A marca italiana de luxo Versace e sua diretora criativa Donatella Versace, apresentaram seus pedidos de desculpas no último domingo (11), após uma de suas camisetas ter sido alvo de críticas nas redes sociais chinesas por mostrar Hong Kong e Macau como países.

Liu Wen, modelo chinesa embaixadora da Coach, declarou no Weibo na segunda-feira (12) que rompeu seu contrato com a marca de Nova York devido à uma camiseta semelhante, que mostrava Taiwan como país, sendo que a China considera a ilha uma província rebelde e quer recuperar a soberania.

"Peço desculpas a todos os danos já causados ​​devido à minha má escolha de marca!”, escreveu a modelo em um post publicado no Weibo, o equivalente chinês do Twitter. "Eu amo a minha pátria e protejo firmemente a soberania da China."

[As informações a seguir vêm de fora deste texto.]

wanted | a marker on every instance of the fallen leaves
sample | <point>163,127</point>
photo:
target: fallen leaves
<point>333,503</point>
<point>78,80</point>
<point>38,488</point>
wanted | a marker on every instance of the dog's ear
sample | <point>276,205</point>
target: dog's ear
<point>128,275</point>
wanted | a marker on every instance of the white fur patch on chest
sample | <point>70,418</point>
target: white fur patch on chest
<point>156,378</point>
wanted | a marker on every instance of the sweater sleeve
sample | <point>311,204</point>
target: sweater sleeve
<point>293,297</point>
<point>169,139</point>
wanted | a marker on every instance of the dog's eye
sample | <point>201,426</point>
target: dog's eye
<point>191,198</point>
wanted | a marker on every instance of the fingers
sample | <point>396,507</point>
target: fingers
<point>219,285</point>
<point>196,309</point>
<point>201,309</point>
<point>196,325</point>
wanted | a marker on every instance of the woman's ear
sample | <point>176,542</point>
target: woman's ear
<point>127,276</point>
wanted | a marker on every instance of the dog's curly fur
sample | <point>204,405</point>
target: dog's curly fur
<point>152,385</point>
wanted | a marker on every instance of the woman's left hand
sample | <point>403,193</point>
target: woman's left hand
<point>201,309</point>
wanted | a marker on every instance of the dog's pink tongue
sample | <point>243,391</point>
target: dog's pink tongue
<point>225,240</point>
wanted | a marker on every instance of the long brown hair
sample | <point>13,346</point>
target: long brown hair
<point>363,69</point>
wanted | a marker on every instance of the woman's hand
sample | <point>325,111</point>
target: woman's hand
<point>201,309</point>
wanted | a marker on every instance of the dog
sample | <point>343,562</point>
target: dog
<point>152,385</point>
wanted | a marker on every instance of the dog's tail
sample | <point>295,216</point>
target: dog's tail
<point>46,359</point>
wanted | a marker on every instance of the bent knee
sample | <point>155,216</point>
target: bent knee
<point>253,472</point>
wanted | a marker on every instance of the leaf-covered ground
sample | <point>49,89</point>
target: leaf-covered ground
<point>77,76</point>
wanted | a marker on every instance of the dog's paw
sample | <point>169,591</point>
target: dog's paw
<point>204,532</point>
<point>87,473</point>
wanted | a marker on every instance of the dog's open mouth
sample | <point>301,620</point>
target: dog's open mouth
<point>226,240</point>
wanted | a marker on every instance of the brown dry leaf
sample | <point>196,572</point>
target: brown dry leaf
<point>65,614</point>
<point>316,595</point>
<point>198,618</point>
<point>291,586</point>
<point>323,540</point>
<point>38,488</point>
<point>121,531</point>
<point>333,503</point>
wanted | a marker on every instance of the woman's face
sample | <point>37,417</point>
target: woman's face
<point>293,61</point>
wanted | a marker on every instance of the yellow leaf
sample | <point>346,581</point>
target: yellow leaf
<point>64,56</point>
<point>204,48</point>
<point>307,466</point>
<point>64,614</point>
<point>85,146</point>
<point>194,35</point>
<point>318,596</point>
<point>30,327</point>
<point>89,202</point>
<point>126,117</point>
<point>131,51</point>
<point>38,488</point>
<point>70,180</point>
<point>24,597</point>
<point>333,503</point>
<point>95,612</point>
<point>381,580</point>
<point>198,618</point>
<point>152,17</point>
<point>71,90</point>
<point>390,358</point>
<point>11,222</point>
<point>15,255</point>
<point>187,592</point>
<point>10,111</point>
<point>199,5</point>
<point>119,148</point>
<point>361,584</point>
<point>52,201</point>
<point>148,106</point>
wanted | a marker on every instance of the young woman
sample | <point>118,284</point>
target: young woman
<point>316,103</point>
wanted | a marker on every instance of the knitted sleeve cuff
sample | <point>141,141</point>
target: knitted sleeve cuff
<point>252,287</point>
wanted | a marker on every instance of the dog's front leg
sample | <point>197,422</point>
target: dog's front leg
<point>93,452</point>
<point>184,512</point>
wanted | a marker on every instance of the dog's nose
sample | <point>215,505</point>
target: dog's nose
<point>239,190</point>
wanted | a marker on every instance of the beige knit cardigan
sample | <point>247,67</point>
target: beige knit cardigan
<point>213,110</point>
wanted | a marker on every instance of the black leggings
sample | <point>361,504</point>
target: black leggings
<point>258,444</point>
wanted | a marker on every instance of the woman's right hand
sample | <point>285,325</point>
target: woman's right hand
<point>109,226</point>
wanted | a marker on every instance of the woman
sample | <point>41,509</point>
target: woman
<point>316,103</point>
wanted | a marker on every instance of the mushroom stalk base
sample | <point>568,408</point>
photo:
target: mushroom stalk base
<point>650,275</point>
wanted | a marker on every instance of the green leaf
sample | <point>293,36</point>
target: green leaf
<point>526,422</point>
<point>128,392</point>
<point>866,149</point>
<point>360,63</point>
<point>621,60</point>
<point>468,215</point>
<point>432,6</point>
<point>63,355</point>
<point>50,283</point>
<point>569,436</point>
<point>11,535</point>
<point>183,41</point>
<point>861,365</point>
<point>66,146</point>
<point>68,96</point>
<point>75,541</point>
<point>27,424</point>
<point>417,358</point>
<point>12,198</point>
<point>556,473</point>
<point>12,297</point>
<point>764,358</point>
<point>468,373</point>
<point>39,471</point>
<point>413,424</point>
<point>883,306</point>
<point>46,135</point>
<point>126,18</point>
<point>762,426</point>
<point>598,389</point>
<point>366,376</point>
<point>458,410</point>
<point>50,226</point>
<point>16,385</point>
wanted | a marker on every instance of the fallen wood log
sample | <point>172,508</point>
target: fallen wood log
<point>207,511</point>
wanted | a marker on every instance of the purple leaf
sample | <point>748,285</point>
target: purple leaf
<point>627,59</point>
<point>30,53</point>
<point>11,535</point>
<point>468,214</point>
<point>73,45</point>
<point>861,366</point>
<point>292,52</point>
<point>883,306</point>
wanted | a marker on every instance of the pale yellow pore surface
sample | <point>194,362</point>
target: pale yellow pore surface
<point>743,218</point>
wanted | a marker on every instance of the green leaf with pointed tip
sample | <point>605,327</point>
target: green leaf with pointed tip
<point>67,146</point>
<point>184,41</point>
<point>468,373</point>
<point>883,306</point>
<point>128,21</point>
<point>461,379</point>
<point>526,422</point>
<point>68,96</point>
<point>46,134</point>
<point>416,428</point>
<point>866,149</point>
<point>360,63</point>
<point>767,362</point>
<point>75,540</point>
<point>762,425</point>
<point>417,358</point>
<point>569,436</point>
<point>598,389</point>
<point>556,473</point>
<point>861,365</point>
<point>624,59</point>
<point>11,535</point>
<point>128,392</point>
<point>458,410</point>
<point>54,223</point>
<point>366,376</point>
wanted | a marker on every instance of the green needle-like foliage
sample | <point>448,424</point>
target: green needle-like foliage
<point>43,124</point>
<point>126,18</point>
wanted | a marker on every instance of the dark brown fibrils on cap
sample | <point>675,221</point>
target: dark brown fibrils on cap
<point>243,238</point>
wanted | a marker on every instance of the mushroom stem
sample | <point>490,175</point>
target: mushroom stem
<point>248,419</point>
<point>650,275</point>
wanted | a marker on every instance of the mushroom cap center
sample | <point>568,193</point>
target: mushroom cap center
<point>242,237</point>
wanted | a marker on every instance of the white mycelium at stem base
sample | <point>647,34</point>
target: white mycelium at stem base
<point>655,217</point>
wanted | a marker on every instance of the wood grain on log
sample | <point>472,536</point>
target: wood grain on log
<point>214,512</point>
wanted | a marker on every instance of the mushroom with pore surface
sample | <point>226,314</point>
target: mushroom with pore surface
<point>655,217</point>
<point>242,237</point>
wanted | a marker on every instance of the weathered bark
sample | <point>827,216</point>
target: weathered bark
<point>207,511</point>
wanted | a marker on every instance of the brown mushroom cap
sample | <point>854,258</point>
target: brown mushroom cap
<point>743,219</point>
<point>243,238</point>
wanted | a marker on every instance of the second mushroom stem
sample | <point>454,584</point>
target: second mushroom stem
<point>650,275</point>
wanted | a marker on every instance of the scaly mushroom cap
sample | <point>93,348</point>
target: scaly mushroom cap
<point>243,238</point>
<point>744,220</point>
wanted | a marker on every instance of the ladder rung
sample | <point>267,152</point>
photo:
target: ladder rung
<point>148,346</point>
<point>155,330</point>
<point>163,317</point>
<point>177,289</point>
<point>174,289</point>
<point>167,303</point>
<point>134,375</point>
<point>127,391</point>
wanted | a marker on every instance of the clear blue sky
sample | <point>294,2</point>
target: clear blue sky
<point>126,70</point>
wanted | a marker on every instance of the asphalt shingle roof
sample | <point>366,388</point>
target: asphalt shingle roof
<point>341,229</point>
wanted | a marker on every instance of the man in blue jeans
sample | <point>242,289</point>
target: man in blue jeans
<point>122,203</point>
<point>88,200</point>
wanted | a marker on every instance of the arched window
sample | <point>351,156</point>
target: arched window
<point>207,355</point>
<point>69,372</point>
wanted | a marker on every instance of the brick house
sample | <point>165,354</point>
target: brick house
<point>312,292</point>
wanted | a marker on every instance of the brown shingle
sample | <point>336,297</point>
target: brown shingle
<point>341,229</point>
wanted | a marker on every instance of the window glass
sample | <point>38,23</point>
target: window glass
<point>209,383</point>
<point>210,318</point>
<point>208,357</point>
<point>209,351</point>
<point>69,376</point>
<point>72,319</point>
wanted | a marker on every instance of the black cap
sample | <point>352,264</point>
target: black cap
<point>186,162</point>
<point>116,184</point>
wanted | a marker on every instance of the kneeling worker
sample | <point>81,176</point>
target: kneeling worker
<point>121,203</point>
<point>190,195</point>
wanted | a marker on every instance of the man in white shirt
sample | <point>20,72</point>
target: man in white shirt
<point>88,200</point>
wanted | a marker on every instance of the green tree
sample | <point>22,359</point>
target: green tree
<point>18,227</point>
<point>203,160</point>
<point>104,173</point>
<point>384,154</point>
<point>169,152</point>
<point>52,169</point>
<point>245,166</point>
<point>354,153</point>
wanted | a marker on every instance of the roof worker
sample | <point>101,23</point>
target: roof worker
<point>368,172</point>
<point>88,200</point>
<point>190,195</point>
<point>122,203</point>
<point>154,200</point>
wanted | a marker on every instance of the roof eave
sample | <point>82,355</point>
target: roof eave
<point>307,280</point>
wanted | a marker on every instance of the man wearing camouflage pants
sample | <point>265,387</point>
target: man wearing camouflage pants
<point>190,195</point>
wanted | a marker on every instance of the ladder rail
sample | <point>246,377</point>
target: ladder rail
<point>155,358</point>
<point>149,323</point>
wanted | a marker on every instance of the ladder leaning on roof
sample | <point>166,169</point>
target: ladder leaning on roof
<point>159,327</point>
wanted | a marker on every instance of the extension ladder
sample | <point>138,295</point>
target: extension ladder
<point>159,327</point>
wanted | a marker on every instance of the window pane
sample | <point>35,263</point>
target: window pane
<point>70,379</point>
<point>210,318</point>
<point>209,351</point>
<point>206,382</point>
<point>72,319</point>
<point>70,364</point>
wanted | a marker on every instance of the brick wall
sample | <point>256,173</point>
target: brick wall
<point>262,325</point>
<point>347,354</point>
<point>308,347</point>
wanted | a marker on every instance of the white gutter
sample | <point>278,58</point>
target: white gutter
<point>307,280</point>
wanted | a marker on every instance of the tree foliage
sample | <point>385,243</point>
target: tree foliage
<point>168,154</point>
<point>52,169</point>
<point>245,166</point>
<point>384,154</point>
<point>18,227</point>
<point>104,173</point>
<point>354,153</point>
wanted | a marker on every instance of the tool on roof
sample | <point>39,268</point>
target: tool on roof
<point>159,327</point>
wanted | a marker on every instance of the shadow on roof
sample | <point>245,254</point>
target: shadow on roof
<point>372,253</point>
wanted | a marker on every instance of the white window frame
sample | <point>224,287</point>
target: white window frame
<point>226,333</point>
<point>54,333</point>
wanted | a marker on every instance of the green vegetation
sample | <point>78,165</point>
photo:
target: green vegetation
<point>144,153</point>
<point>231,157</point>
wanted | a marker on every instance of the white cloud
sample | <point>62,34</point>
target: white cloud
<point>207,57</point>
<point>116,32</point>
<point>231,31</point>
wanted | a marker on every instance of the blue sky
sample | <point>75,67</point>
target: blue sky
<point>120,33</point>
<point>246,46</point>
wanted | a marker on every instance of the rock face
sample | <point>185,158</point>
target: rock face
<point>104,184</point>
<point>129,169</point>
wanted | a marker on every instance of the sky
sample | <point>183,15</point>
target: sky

A Coach, que pertence ao grupo Tapestry, disse que descobriu este "erro grave" em maio de 2018 e imediatamente removeu as camisetas em questão de todos os seus canais de distribuição. "A Coach respeita e apóia a soberania e a integridade territorial da China”. Com 1,2 bilhão de visualizações na segunda-feira de manhã, "Coach" foi o tópico mais consultado no Weibo.

Paralelamente, o cantor chinês Jackson Yee informou no Weibo que cortou seus laços com a Givenchy, marca francesa que pertence ao grupo LVMH, pelo mesmo motivo, após uma camiseta da marca que mostrava Taiwan e Hong Kong como países ter sido alvo de críticas. A Givenchy ainda não se pronunciou sobre o assunto.